Portugal respirava os últimos ares de uma insuportável ditadura. O país vivia em agitação crescente, fervilhante, pronta a eclodir a qualquer instante. A Revolução desejada, sofrida, estava a chegar. Três meses antes, na cidade do Porto, o povo saía à rua. Ainda sem cravos na lapela. Apenas de camisola azul e branca e garganta corrompida pela euforia. Todos queriam ver, pelos próprios olhos, a chegada de Teófilo Cubillas. O grande Teófilo Cubillas.



Um dos melhores do Mundial de 70, indicado pelo próprio Rei Pelé como seu sucessor, ia passar a representar o F.C. Porto. Poucos acreditavam nessa hipótese. Os jornais, alvos fáceis da censura e da manipulação, só podiam estar a mentir. Mas não. Cubillas, um dos 50 melhores futebolistas do século XX (eleito pela FIFA), ia mesmo soprar para longe os ventos da subalternização portista.

«Não fui campeão porque havia um senhor chamado Eusébio»

36 anos depois, o Maisfutebol localiza Teófilo Cubillas em Miami, nos EUA. Redescobre o mito, o artista tranquilo e prosaico. O peruano não esquece o período de dragão ao peito e da descoberta de um país novo. Um país farto de estar amortalhado e reduzido a um mero rectângulo, diminuído pelas hostes do Estado Novo.

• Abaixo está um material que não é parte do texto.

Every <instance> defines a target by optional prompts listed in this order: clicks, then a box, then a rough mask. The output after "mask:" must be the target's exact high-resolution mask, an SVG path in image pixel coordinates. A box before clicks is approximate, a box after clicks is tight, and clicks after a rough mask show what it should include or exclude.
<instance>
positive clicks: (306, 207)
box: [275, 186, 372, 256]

«Portugal é também meu. Fui pai pela primeira vez aí. Tenho de voltar e pedir desculpas aos portistas. Nunca me despedi convenientemente», balbucia o astro peruano, em entrevista ao nosso jornal, poucos dias depois de completar 61 anos. O tempo passa demasiado depressa.



Para os mais jovens, o nome de Teófilo Cubillas poderá significar pouco. Talvez o tenham escutado um par de vezes em casa, nas palavras do pai ou do avô. Para os mais velhos, os amantes do futebol das décadas de 70 e 80, Cubillas é o admirável talento em estado puro, temperado por um estilo onírico e tantas vezes melancólico.

«Pelé escolheu-me para seu sucessor»



De Janeiro de 1974 a Janeiro de 1977, o homem da camisola dez marca 65 golos em 108 partidas oficiais pelo F.C. Porto. Incapaz de deturpar a beleza do jogo, de uma atitude mais enevoada ou simplesmente austera.



É de revivalismo que se fala nesta conversa com o oitavo melhor marcador de sempre dos Mundiais. Fala-se de Pedroto, de Oliveira, do impenetrável Benfica de Eusébio, da confeitaria Petúlia e dos superiores instantes em Mundiais de uma outra geração. «O futebol era diferente. Jogava-se para ganhar, havia cinco ou seis golos num jogo. Agora vejo jogos em que uma das equipas remata uma vez à baliza. Isso entristece-me.»



Não há ponta de pretensiosismo nas palavras de Cubillas. A saudade e a simplicidade modelam o discurso toldado pelo rasto da inteligência. Este homem, educado nas escolas do Alianza de Lima, o seu clube «de sempre e para sempre» no Peru, aprende e adapta-se com inaudita facilidade «a tudo, menos à neve», diz, em jeito de regresso ao passado.

A chegada ao Porto, Pavão e Pedroto



O horror ao frio resgata-o da Suíça e coloca-o em Portugal em 74. Um acordo entre o F.C. Porto e a federação do Peru leva-o demasiado cedo do nosso país. Enamora-se pelo soccer, convive de perto com Georgie Best e Gerd Bombardeiro Muller.



Adia a reforma uma e outra vez, incapaz de largar o vício da composição diletante: ele, a bola, o relvado e a baliza, centro de todos os seus desabafos. Em 1987 faz uma última aparição nos campos de futebol. Todos os jogadores do Alianza morrem num acidente aéreo. Cubillas pega no saco, nas chuteiras e apresenta-se para jogar. «Participei em 13 jornadas e fomos campeões, em memória dos que faleceram.»